I poured through the blurry crowd that night and devoured it all. It was what my young mind had always pictured a party to be. It was hedonism. It was indulgent. It was New Years Eve. And I loved it.
Memories of that night are scattered and disjointed, like a jigsaw puzzle undone. In one piece are strings of purple lights. In another, friends on the same team. In another, disembodied eyes and lips. In another, the rising sun. I remember the walls, my breath and the beat all moving as one. I remember timelessness.
It was a fantasy world and I remember wanting that moment to never end.
Flannel pants don’t care to ever be noticed. Like a worn teddy bear or a good parent, they need no real attention except maybe an appreciative little “mmmm” when they are first met after a long day. They only seek to comfort. They are quiet pants, which is great because I didn’t want to wake my daughters in the next room. Flannel pants are not part of an ensemble – only a lack of comfort clashes with them, not a differing color.
I looked smashing in my flannels, slippers and long sleeve ‘Team America’ t-shirt.
I poured through the pages that night and devoured them all. I was re-reading ‘Survivor’ during one of my Palahniuk phases where I can’t seem to read anything else. I set the book in my lap to fully digest some well crafted passage and my mind stepped out of the pages to my moment there in the flannel pants. I stared across the room at the plaid pattern reflected in the night-darkened window and smiled. I would never have believed I would have enjoyed a New Year’s Eve at home so much. It was eventless. It would make for a terrible story to tell someday, I thought. And I loved it.

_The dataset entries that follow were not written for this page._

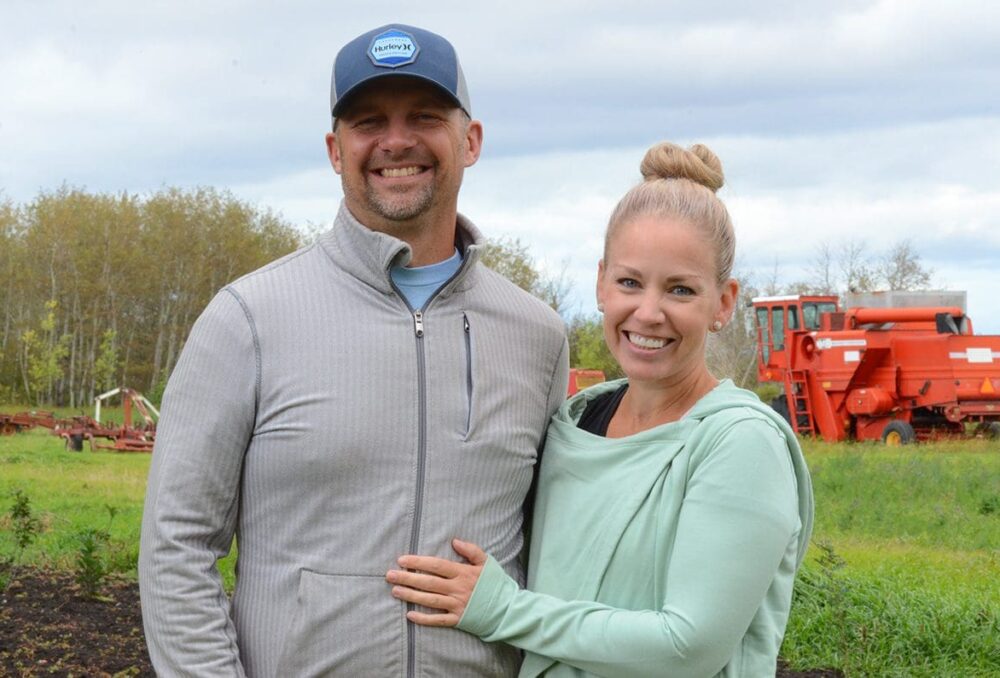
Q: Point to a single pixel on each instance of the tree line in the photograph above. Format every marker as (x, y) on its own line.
(101, 290)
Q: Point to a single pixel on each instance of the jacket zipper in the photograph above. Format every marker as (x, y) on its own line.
(468, 373)
(418, 331)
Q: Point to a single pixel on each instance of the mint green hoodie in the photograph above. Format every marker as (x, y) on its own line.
(671, 552)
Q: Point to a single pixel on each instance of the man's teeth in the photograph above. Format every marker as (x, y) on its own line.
(646, 342)
(400, 171)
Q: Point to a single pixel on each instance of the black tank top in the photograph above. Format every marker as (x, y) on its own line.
(597, 415)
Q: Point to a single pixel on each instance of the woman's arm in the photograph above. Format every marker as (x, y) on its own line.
(736, 524)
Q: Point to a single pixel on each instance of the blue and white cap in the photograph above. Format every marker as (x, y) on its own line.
(398, 50)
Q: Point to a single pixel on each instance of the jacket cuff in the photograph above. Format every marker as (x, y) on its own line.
(490, 597)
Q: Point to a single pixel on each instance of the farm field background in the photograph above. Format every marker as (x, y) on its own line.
(902, 578)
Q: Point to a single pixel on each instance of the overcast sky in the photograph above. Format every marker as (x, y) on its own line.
(862, 121)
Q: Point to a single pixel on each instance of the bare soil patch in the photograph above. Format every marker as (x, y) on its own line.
(49, 628)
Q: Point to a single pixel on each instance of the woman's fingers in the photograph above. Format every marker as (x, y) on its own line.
(417, 597)
(438, 566)
(425, 619)
(469, 551)
(416, 580)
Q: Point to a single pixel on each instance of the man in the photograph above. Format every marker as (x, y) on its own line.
(375, 394)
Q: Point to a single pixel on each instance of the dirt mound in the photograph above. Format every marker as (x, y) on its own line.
(48, 627)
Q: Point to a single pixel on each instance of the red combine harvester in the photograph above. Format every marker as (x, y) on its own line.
(581, 379)
(22, 421)
(127, 437)
(896, 374)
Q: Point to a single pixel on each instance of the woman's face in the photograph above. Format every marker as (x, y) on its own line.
(660, 296)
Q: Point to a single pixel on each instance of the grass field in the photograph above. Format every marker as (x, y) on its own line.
(902, 579)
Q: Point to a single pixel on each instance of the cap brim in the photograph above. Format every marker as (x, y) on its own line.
(344, 98)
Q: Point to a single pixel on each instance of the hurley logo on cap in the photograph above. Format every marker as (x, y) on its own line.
(393, 48)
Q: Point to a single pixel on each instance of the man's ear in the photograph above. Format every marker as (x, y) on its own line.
(473, 142)
(333, 151)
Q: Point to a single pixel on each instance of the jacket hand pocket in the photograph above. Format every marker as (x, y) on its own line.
(344, 625)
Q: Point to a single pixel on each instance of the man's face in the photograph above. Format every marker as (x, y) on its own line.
(400, 148)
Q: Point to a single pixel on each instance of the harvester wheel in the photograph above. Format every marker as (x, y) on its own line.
(780, 405)
(898, 432)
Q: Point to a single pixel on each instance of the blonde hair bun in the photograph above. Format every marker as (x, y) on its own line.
(697, 163)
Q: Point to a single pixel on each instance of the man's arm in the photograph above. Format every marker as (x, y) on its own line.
(192, 495)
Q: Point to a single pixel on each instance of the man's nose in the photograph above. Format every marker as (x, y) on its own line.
(398, 137)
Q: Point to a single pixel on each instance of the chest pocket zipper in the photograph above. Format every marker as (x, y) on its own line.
(468, 373)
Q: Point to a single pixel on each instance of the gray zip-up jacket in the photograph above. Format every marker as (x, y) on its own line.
(330, 428)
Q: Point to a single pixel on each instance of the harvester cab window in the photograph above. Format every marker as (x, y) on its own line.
(812, 312)
(793, 318)
(778, 327)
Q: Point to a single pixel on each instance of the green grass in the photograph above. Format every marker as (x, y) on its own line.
(71, 492)
(902, 578)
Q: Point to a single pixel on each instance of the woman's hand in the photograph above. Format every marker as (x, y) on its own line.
(438, 583)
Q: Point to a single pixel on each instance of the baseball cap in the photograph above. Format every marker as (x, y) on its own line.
(397, 49)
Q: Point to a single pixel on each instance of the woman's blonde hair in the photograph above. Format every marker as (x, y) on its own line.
(680, 184)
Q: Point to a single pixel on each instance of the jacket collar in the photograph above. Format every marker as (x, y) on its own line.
(368, 255)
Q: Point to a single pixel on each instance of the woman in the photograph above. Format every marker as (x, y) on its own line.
(673, 509)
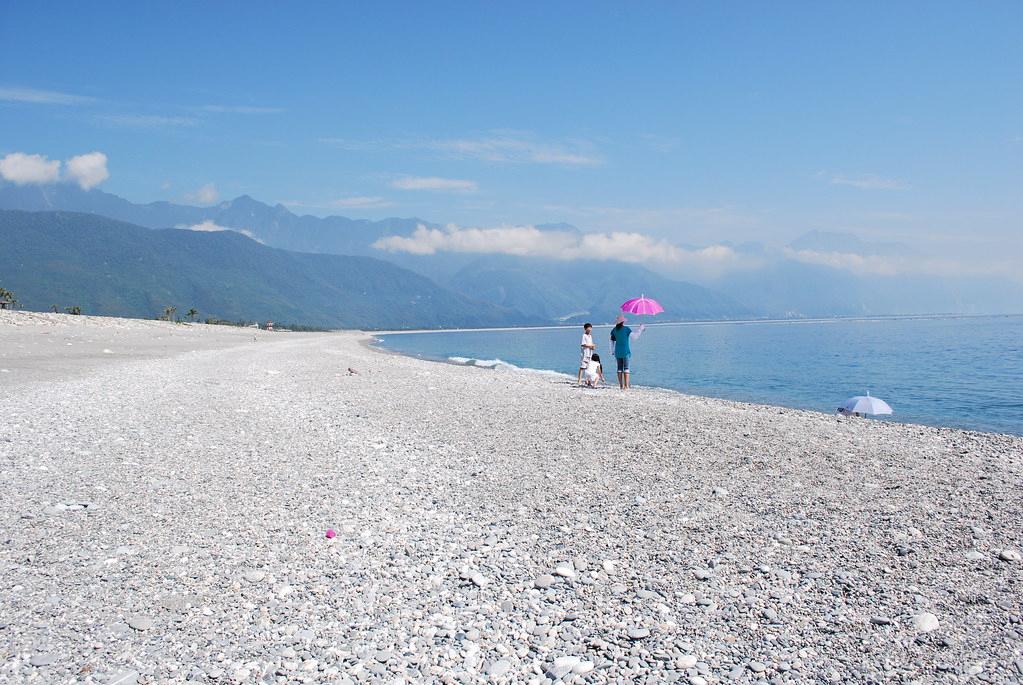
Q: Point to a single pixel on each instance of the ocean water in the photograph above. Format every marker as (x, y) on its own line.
(959, 371)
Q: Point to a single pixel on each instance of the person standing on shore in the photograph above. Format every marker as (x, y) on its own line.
(623, 352)
(587, 347)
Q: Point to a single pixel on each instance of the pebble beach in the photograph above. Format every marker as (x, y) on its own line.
(168, 490)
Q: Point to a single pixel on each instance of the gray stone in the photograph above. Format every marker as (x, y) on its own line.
(499, 668)
(563, 666)
(45, 658)
(565, 571)
(140, 623)
(925, 622)
(544, 581)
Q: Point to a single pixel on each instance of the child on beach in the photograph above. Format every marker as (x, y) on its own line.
(594, 373)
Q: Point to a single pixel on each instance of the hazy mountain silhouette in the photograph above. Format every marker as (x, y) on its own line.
(113, 268)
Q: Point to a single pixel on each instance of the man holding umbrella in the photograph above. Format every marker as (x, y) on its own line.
(620, 345)
(620, 334)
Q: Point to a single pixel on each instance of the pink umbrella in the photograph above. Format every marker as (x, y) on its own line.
(641, 305)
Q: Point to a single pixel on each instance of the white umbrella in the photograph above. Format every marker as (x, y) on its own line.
(864, 404)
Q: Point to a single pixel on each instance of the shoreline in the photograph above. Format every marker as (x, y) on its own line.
(166, 514)
(372, 343)
(709, 322)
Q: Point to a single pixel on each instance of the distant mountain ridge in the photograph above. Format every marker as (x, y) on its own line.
(113, 268)
(572, 291)
(802, 279)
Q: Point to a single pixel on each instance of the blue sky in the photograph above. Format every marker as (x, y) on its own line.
(693, 123)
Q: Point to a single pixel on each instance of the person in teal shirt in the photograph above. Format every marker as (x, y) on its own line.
(620, 341)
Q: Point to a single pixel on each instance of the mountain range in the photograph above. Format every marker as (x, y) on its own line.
(112, 268)
(784, 282)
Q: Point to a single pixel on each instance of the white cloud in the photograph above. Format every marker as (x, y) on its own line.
(240, 109)
(434, 183)
(531, 241)
(209, 226)
(146, 121)
(360, 201)
(878, 265)
(41, 96)
(208, 194)
(869, 182)
(25, 169)
(500, 146)
(87, 170)
(508, 148)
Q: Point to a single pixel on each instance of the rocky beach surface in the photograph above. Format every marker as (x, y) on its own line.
(168, 489)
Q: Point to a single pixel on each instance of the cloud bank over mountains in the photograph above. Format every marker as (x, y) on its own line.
(87, 171)
(558, 244)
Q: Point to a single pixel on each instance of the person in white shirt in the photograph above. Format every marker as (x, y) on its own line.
(594, 372)
(587, 348)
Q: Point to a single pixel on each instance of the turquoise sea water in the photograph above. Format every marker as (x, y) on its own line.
(963, 372)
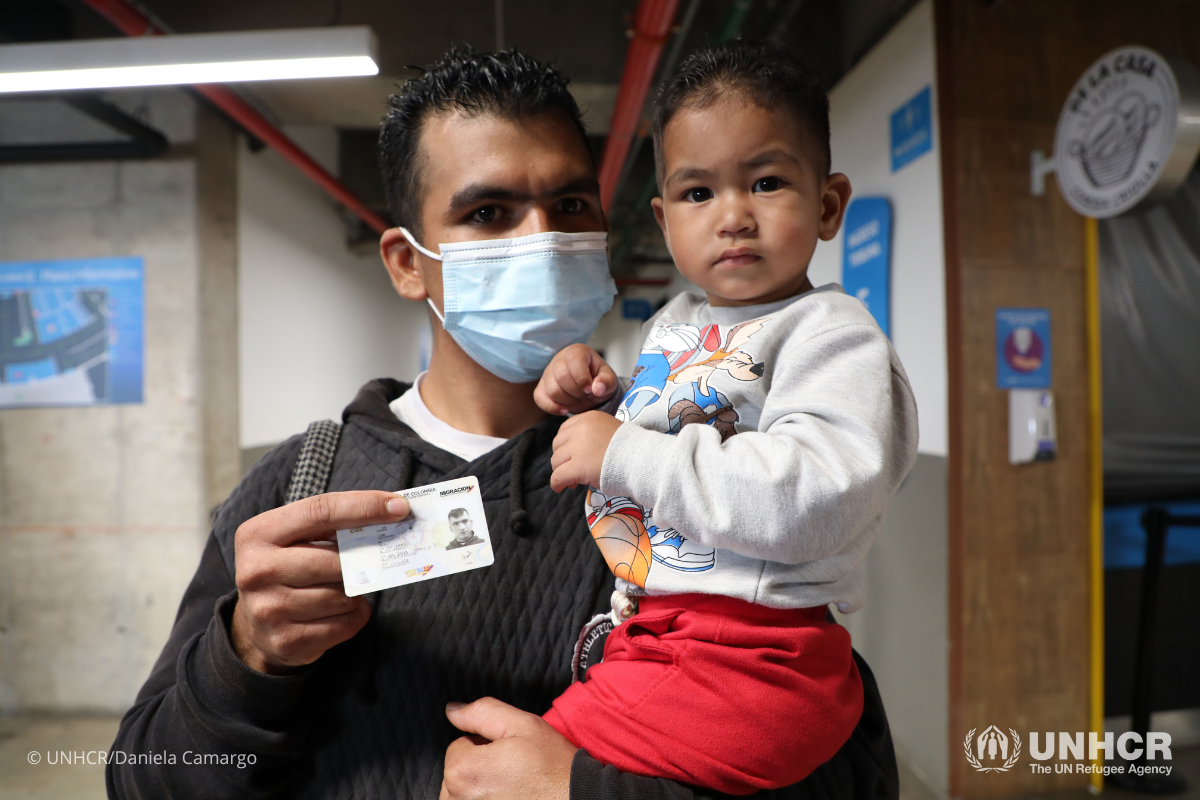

Memories of that night are warm. Silence was interrupted just by the concurrent crackles of the fireplace and baby monitor. It was a good book. I only noticed it was midnight because the neighbors shot off fireworks, the sound muffled through the window. My first thought was that I was surprised I was still awake. After reading a bit more I went to bed.
It was a night like any other night.
As I grew up I idealized my future life, as probably we all do. New Year’s Eve was to be the ultimate party, complete with party people and party favors. You didn’t stay home – that was for the dull. The more riotous the images I could conjure, the greater the experience was to be. Brighter, bigger, louder and longer, to my adolescent mind, was more valuable. It looked great on paper and I didn’t know any different, so that’s what I went for. And I got it.
It wasn’t until I experienced the substance of life – real love, real significance, real responsibility – that my thoughts about what New Year’s Eve should look like began to change. The indulgent parties of the past were magnificent snapshots in time, but they were just that. Like the fireworks that exploded outside my plaid-reflecting window, they burst with great light and noise and then vanished, amounting to nothing. When life becomes full just with life, though, no special effects are necessary.
I don’t regret those moments. In part, those experiences also made me who I am. They were exciting, but that kind of excitement always ends, only to leave you wanting. The seemingly dull, it turns out, isn’t dull at all, but satiating when it reflects the serenity that can come with everyday. I think maybe it is the contrast that allows me to understand it. I think maybe that I couldn’t have appreciated the contentment of the flannel without the indulgence of the leather.
I wouldn’t trade either, but I’ve already got my flannels ironed for tomorrow.
Happy New Year everyone – may you be safe, happy and properly trousered, whatever your choice may be.